Nie mehr als minimal ist der Einsatz, der betrieben wird, um die 12 Songs der Platte zu veredeln. Kimya Dawson will einfach nur kleine Geschichten erzählen und setzt ihre Musik ein, um die Freunde um sich zu haben und gelegentlich lustig gemeinte Unterstreichungen vorzunehmen. Das Gegenteil von eitel; dafür direkt mal drei Pluspunkte in sozialer Kompetenz. Doch läßt sich der Sympathiebonus auch in tolle Songs ummünzen? Daß solches möglich ist, hat die Antifolk-Bewegung ja mehr als einmal gezeigt. Gerade aus dem Spontanen, dem Einfachen, dem Verspielten hat man Melodien gewonnen, über deren Ohrwurmqualitäten mancher Hörer schier verzweifelte.
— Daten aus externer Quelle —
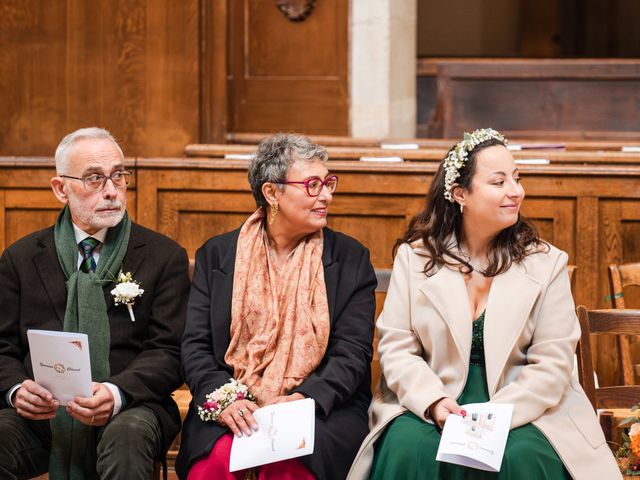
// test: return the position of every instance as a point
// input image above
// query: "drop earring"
(274, 213)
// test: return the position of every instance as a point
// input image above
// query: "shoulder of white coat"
(544, 262)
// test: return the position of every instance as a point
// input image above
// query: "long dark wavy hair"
(440, 220)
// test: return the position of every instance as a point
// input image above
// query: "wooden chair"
(598, 322)
(621, 276)
(572, 276)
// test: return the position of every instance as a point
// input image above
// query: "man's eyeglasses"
(314, 185)
(96, 181)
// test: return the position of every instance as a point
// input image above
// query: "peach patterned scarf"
(279, 314)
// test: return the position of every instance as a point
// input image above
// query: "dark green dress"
(407, 449)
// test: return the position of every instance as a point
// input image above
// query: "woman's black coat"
(341, 383)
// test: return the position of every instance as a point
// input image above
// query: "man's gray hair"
(67, 143)
(274, 157)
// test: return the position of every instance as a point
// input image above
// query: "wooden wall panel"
(296, 79)
(129, 66)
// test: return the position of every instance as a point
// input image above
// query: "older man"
(61, 278)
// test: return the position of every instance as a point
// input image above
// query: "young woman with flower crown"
(479, 309)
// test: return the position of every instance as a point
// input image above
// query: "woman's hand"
(238, 417)
(440, 410)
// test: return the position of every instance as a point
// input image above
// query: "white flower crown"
(458, 155)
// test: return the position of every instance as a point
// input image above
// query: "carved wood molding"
(296, 10)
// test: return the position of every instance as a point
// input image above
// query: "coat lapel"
(447, 292)
(511, 298)
(51, 275)
(331, 271)
(222, 285)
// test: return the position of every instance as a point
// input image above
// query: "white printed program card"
(61, 363)
(477, 440)
(285, 430)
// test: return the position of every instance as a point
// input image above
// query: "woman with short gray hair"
(284, 307)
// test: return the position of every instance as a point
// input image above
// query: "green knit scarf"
(73, 449)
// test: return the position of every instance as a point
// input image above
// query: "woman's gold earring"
(274, 213)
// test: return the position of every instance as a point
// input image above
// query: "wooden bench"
(431, 154)
(612, 145)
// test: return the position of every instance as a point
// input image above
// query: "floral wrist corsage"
(221, 398)
(126, 291)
Warum dies auf "Remember that I love you" nicht so klappt, ist gar nicht so einfach zu ergründen. Auf den ersten Blick sind alle Zutaten drin, um die Erfolgsgeschichte fortzuschreiben, welche - zumindest für die Musikkritik - mit dem Vorgängeralbum "Hidden vagenda" eingeleitet wurde.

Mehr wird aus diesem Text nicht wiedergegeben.